For the Beta, users can create widgets for the home screen that can then be shared on the Essential App store, bringing back a certain open-source mentality of sharing and iterating through community. Now, if all goes to plan, people driven to create or solve phone system problems can easily iterate through ideas, individually and collectively.
This mentality of experimentating and iteration by those that aren't necessarily versed in the technical abilities defined by certain logical systems is an exciting ethos that I try to embody for a lot of my projects. It follows as a reaction from a certain Obama-era "learn to code" mentality. We no longer need everyone needing to code, and maybe never did (software engineers are struggling for jobs), but now maybe we have enough open-source tools and AI to shape the environments and make the tools we actually want as users instead of it being dictated by those with the knowledge and power. We can look towards the permeating of certain anti-technical schools of thought like de-computing and permacomputing.

Nothing’s Essential Apps also draws on community-based design that can be grounding for organizing groups of people that share values around certain ways that a phone and the internet can be used. Similar to jailbroken app stores like Cydia, it creates a gateway for inspired individuals to create in spaces they're not traditionally allowed to. The value of these spaces is reflected in Apple constantly pulling features from this illegal iOS app store. This is something I'm particularly interested in following for Nothing. They are constantly focused on building community. Is it just a marketing project for free market research? Maybe, but I'm curious to see if it can be more than that. Or, what potential off-shoot communities or app-based collectives that might spur out of it.

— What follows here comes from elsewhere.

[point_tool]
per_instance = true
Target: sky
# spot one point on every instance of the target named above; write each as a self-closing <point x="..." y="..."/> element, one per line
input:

Some questions this is leaving me with are:
- How powerful are app stores and digital regulatory bodies in creating certain norms and ideals of what "software" can be for people? Is the App Store less a marketplace and more a grammar?
- Nothing's community bet is interesting, but is it a product feature or something more durable? The history of "community-driven" platforms eating themselves for growth is long (see: early Twitter, early Reddit, Geocities etc. etc.). What would it take for Essential Apps to not follow that arc? Why did this happen in history?
- What other projects have built curated app stores with an actual stance: ethical, political, aesthetic? (Pinwheel was mentioned, maybe Itch.io but that’s for games.)
- Where else can we see spaces like Cydia that are considered illegal but prompt innovation? Are there spaces like this that exist for human-centered design from a variety of perspectives or are they just a minority looking for the next best widget?
- What are more examples of giving access to tooling and space creation to non-technical folks creating more human-centred or community driven spaces? Outside of utopic ideas.